March 14 2017
Occasionally, we will post guides to standard activities on the cluster. Today is one such instance, where we will discuss the somewhat confusing archiving system on IU's clusters. The purpose of the Scholarly Data Archive (SDA) is to hold long term data securely.
NOTE: This post is pretty exclusive to IU's systems.
Archiving in General
There are two major ways in which to archive your data, either for individual files or large tarballs of files (recommended). Both will be covered here.
1) Individual files:
For individual files, you will want to use the hsi system. You can load hsi using the prebuild module:
module load hpss
hsi #this will bring up the hpss interface for the SDA
The commands for this module are a bit different than standard UNIX commands. The major ones you will need are listed below:
ls -lB #this will list the files in your home folder on the SDA, with human readable sizes
put <file> #copy file to SDA
get <file> #copy file off of SDA
rm <file> #remove it from the SDA
exit #to exit back to where you were on the non-archival file system
Example: So for instance, if you wished to archive a file called Data.tar.gz:
ls -lh Data.tar.gz #note size of file
module load hpss
ls -lB #see what the status quo is before you dump files
ls –lB #see that the file is now on the archive and that the sizes match
exit #back to the normal UNIX prompt
rm Data.tar.gz #remove the now archived file from the dc2
2) Groups of files:
While in the above example the file is already tarred/zipped, it is actually computationally faster to combine the compression and archiving steps. This is accomplished with “htar”, which will tar, compress, and archive your files all at once. In addition to the archived file, htar creates two additional files:
- Index file (name.tar.idx): Usually stored in the same directory where the archive itself resides. This is a binary file that is only listed when the -v flag is used (i.e.: -cv in creation of an archive). The file allows the computer to efficiently store location of the file, and is required for every htar action (as htar needs a link to the file referenced).
- Consistency file (/tmp/HTAR_CF_CHK_####): Stored in /usr/tmp/ or /var/tmp/uname. This is also a binary file, but used to check the consistency between the archive file and the index file.
You can leverage these files to determine if your file has transferred properly through the use of two different commands:
a) htar -cv -Hverify=paranoid -f <tar name to be created> <files to include> #at creation
When creating archives, this command will force all available checks for consistency after creation of an archive and will report name, size, and other information of the file. This size information can be crosschecked with the files size of the original.
b) htar -kv -f <existing tarfile> #check existing file
Runs the same checks as above, only on an existing file.
More Detail: According to https://computing.llnl.gov/LCdocs/htar/:
Verify (k or -Hverify) opens a connection to storage, verifies the index file for the archive that you specify with -f, then uses the index file to verify every entry in (member of) the archive file itself. If you combine -K with -v, HTAR lists the name of each file that it finds in the specified archive in alphabetical order, one per line, along with the size of each in bytes and in blocks (excluding the consistency file), then gives a total file count.

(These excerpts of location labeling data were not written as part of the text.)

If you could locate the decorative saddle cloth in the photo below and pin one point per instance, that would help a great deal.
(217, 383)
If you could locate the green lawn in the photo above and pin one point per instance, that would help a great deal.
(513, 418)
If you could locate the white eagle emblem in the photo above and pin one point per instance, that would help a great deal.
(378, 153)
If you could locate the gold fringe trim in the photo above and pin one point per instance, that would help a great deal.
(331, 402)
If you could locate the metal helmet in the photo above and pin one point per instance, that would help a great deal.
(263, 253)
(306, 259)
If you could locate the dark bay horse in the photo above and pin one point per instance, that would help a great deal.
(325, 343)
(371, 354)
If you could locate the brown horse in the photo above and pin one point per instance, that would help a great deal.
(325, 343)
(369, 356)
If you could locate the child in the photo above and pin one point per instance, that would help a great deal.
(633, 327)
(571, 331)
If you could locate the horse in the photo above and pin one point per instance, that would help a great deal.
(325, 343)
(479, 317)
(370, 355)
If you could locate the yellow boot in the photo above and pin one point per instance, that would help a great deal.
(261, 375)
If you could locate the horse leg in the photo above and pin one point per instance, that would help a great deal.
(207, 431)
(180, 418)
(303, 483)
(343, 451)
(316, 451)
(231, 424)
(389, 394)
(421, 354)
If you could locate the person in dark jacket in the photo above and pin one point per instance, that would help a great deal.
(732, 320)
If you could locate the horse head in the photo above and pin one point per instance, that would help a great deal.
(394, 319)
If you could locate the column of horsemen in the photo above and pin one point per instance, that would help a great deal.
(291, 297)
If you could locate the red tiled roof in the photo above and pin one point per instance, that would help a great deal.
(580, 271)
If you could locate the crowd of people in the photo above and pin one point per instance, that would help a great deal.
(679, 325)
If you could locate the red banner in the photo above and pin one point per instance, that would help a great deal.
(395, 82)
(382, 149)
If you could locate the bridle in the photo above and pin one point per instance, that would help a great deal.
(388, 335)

So in short, htar allows you to can either check files as you go (recommended) or check it afterwards (useful if you want to check before you delete from dc2).
To see the permissions on a file or a set of files (using access control lists, or acl):
which will return something like:
user_obj:sUSERNAME:rw-c-- #user has read, write, and create permissions
group_obj:hpss:------ #group has no permissions
other_obj:------ #others have no permissions
To list what groups you are in (different than outside of hsi), simply type “id” in the command prompt.
To change access (see https://kb.iu.edu/d/auxq#mod for a permission types and examples):
chacl –u user:<username>:<permissions>,user2:<username2>:<different permissions> <file(s)>
To change default access to all new files in a directory:
lsacl –io < directory> #list default permissions for new files created in directory
chacl –io -u user:<username>:permissions,user:<username2>:<permissions2> <directory>
lsacl –io <directory> #should reflect change
To change default access to all new subfolders created in a directory:
chacl –io –u user:<username>:permissions,user:<username2>:<permissions2> <directory>
chacl –ic –u user:<username>:permissions,user:<username2>:<permissions2> <directory>
To clear acls:
chacl –c <files>
To remove a user:
chacl –r user:username <files>
For more information, see https://kb.iu.edu/d/auxq
Sharing Archives Example
If you work in a lab, it is useful to be able to share your archives with your PI, so when you graduate, it isn’t lost/inaccessible.
#make a folder to share with PI
#change the access control list for that folder
chacl –u user:professor:rwx Lab_archives
#make the change for all future files and subdirectories
chacl –ic –u user:professor:rw Lab_archives
#get the path, to send to PI
NOTE: you will have to give the professor at least x permissions to your home folder on the hsi, they have to be able to pass through that folder to get to the one you are sharing. If you do not give them r permissions, they will not be able to see other archives -so no worries! Also note, the professor must have x permissions to any folder you wish them to access!
A Couple of Tips
This takes FOREVER – what can I do to make this easier?
While we cannot make the process faster (other than using htar over hsi), you can make it easier to move files without babysitting them. To do this, you can use screen.
To enter screen:
screen #This will start a screen session
<whatever commands you want to run – namely htar>
ctrl-A, d #This will “detach” your screen – it will continue to run without you logged in!
You are now free to log out and let htar do its thing! If you want to check screens or reattach:
screen –r #This will “reattached” your screen, or list the screens if you have multiple
screen –r <number> #reattach one a multiple screens you have
exit #This will end a screen if you are actively using it
Big Red Users – we can make this a bit faster!
If you have a Big Red allocation, you have access to the data transfer nodes (DTNs or dataxfer). You can log onto these as follows:
ssh dataxfer.bigred2.uits.iu.edu #enter name and password when prompted
From there, you can move to your home, scratch, or project directories on Karst or Mason. For example:
Files can then be transferred to SDA using the commands described above, using the specially set up and designated data transfer nodes to make the process faster.
What do I archive?
There is no need to archive every single file generated. Typically files that you may want to archive:
- Raw data – tar by project and archive, you can always reorganize or subset later if need be.
- Output from analyses that took a long time to do
- Output from resources you may not have access to in the future (licensed software)
- Output that depends on random number generation that would not be exactly replicated
Files that are less necessary to archive:
- Files that are easily regenerated – if you can regenerate intermediate files in ~1-2 days, it may be easier to just to that than archive and find it at a later time
A description of analyses/commands/versions of software and redo the analyses is much more convenient to have rather than just file names/output. You can always rerun analyses if you have the commands!
It is highly recommended that you annotate what the files are, what the names mean, and who generated the data, etc. in a README with your archive to include in the tarball.